Please meddle
I find it interesting that Shelby County Commissioner Sidney Chism, among others, returns to his familiar complaint that the legislature sticks its nose in our business where it’s not needed. However, it is crucial to the long-term health of this region.
In the last three years 42 cities, counties and utilities have filed for bankruptcy in more than a dozen states, mostly from a combination of mismanagement and unsustainable financial models.
Atlanta has seen many of its suburban communities incorporate into cities to distance themselves politically from urban Atlanta and its unfunded government pension liabilities and woeful schools. These new cities expect to form school districts soon, to free them even further from the issues in Atlanta. Sound familiar?
Memphis has an unfunded pension liability of $531 million, plus $1.34 billion in unfunded health care expenses for retired employees. Shelby County has $382 million in similar obligations. Combined, that’s $2.2 billion in government debt.

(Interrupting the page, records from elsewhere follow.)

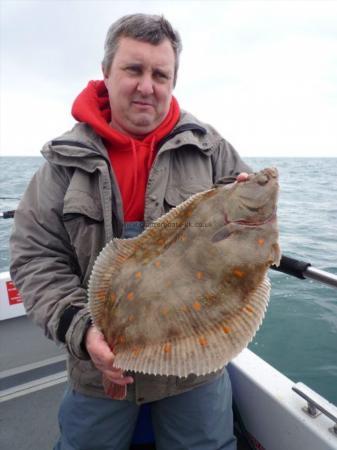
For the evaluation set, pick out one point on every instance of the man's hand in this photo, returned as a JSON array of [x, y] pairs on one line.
[[242, 177], [103, 358]]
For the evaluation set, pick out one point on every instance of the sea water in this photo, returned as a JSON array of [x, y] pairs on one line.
[[299, 333]]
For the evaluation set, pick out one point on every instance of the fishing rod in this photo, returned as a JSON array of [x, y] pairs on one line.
[[7, 214], [289, 266], [303, 270]]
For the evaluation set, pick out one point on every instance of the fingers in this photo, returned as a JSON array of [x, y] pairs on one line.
[[242, 177], [118, 377], [103, 358]]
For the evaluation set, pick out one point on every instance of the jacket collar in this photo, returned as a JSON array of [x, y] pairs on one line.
[[82, 147]]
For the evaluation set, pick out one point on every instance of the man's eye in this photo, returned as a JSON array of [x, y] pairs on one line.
[[133, 70], [160, 76]]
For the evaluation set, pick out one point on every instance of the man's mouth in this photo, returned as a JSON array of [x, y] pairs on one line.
[[143, 104]]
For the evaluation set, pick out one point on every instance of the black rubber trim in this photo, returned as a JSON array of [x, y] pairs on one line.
[[292, 267]]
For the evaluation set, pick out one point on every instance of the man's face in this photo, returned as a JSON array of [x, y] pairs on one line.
[[140, 85]]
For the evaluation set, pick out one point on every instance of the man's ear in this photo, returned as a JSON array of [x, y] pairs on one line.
[[105, 76]]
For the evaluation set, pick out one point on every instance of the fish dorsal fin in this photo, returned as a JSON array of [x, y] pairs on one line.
[[163, 315], [116, 252]]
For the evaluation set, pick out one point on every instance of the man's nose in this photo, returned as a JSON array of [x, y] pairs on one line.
[[145, 85]]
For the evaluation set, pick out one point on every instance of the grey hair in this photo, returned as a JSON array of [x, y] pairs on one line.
[[141, 27]]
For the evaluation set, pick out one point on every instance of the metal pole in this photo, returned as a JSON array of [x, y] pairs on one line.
[[321, 275]]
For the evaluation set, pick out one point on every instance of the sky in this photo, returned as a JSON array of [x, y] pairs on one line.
[[263, 73]]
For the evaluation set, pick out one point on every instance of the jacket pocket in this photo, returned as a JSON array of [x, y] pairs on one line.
[[83, 220]]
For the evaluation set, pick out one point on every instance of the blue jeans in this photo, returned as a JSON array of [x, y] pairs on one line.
[[199, 419]]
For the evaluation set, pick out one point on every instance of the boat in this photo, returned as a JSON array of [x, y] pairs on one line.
[[271, 411]]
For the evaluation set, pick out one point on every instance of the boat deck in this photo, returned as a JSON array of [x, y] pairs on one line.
[[32, 382]]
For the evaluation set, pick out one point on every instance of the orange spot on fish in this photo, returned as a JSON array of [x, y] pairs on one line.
[[249, 309], [165, 310], [121, 339], [136, 351], [197, 306], [167, 347], [238, 273], [226, 329], [203, 341]]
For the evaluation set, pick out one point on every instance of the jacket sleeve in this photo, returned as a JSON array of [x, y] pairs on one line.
[[43, 265], [227, 162]]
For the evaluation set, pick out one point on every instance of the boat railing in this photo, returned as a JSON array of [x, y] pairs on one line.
[[316, 405]]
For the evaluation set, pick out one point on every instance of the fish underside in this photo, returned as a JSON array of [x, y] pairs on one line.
[[189, 293]]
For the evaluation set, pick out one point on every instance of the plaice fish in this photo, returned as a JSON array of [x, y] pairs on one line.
[[190, 292]]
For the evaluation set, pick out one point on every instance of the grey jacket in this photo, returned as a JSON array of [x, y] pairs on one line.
[[72, 208]]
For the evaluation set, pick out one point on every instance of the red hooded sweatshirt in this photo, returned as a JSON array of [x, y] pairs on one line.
[[131, 158]]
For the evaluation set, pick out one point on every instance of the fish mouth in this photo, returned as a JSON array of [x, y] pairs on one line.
[[250, 223]]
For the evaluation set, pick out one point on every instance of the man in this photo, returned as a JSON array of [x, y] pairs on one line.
[[133, 155]]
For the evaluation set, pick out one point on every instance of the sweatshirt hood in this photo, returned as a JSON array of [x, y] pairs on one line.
[[92, 106]]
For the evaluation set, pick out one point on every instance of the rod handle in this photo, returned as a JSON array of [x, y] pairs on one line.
[[292, 267]]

The Shelby County Commission has seen fit to sue suburban cities over public schools in an effort to keep urban control over school funding.
Facing severe financial realities, the bloated unified school board considers itself an employment agency instead of an educator of children.
Without the hope of separate school systems, the folks who pay the bills will leave Shelby County, happy to take a loss on the sale of a home to get away from the fiery rhetoric and alienation of our county politicians.
Many urban voices claim the efforts of the suburban cities to distance themselves from Memphis are racially motivated; that could not be further from the truth. The suburbs desire that the entire region be vital, prosperous and growing.
Nashville’s meddling in our affairs is its attempt to keep this end of the state from falling off a cliff.